What came in the mail:
On Friday: Neocrosis (2004) & Neutrality (2005) , both by Keston Sutherland from Barque Press and also a letter. Am particularly fond of "FOR CATEGORY\ "A"\WINN" in Neocosis for its list of fireworks and for other reasons. I actually haven't read Keston's work extensively. Here's my tossed off thoughts after 20 minutes of reading: There's often a density of language that feels like an assult--these poems aren't about creating headspace (which is fine, much as I like headspace). He can have a good ear and plays around with that when it suits the poems. They're often discursive, which in general irks me, although I feel like I've heard people say "that poem is too discursive" when what they really mean is that it brings up politics and the syntax isn't quite right.
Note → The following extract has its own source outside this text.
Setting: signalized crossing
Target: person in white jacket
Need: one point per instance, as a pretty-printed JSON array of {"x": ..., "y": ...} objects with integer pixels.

That is not what I mean by "discursive." Instead, I think I mean that the poem is telling me what to do, and it feels like someone else told the poem what to say. Which is true of all poems, I guess. Does anyone know what I'm trying to get at here? At their best these poems have an awareness of actual subjects and bodies getting fucked up by or being responsible for or working through the theoretical/political language. Here's something from "Roger Alies," that interests me, in the same chapbook:
--from here you can get out by satirising disorientation
yes the flirting with getting out can be negative and not a forte
yes the disorientation is not political when it comes to it.
It's a disorientation of language. The nostalgia
for pastoral streches freely to material
and signifier, rhymed with
week-day.
The anguish of that.
The angoisse (For Mallarme).
You will never be the same again after your hair is going.
(I can't make blogger format that right. The line spacing is wrong).
On Saturday: Two very lovely copies of the 3rd edition of Jessica Smith's bird-book, which I love for various obvious and inobvious reasons. Have a look at outside voices. I shall write my thoughts of them during my first tutoring break.